What are you doing to help change things in Oxford?
“I went on a trip with Ikkaido in September where I was invited onto the VOYCE project. Ray, the CEO of Ikkaido, asked me if there were any LGBTQ+ organisations in Oxford that Ikkaido could reach out to for participants so their voices could be heard. I laughed and said, ‘there aren’t really any.’ He replied ‘well, why don’t we make one?’
This was the starting point of our project to set up an LGBTQ+ space in Oxford. We want to create a safe space for trans people in the form of an accessible café (on the ground floor). The idea is for it to be self-sustained and run events such as potlucks, drag nights, clothes swaps and open mic nights. We also want offices to be available where people can go for support on issues such as mental health, addiction, housing, and sexual health. We aim for the space to provide awareness training and education to non-LGBTQ+ people in the Oxford community in addition to direct support for Oxford's LGBTQ+ people.”

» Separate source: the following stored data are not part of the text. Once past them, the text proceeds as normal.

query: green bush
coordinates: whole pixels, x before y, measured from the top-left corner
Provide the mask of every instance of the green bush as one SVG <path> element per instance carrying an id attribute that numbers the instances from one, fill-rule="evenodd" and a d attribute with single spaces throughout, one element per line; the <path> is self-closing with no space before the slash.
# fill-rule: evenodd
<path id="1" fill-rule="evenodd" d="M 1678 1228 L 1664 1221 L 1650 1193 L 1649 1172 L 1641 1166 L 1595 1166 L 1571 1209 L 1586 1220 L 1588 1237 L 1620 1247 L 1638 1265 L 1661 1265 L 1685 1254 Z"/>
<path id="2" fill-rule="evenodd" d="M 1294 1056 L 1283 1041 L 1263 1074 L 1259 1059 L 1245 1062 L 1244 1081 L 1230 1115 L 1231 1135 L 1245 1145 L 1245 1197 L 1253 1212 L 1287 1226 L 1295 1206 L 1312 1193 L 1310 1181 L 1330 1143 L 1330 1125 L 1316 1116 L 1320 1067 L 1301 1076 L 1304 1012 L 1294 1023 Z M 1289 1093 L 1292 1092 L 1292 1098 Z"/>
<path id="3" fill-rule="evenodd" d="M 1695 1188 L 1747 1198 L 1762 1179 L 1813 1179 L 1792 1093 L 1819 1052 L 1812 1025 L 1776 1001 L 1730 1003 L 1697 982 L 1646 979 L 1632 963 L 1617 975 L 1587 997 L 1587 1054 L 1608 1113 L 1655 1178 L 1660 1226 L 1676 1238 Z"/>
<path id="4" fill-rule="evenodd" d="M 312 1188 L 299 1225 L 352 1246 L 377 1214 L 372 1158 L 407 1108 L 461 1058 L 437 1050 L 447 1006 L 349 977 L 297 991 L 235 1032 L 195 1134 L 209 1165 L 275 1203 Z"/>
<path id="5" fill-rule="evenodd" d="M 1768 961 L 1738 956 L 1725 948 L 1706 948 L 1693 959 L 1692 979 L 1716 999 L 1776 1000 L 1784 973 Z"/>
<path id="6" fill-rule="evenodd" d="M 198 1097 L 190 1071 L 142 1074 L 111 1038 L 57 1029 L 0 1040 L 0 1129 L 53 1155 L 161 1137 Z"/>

Above: Kit presenting during the VOYCE project.
How has Ikkaido helped you on your journey to creating change in your community?
"Before I came to Ikkaido, it didn’t even occur to me that this was something I could do, or that this was an issue where I could affect change. Despite not necessarily understanding my experiences as an LGBTQ+ person, everyone at Ikkaido has been incredibly supportive and understanding. They have helped me grow this idea every step of the way, both by helping me make a plan and putting that plan into action. I never thought this was something I was capable of and having people support me and believe in me has really boosted my confidence and self-esteem.”
Is there anything you would say to someone in a similar position to you?
“To anyone else who is going through this, I would say that you will find your people eventually. It might take a lot of effort and digging but it will be worth it. Finding your LGBTQ+ community can be incredibly powerful and healing, and I hope you get to experience this like I have.”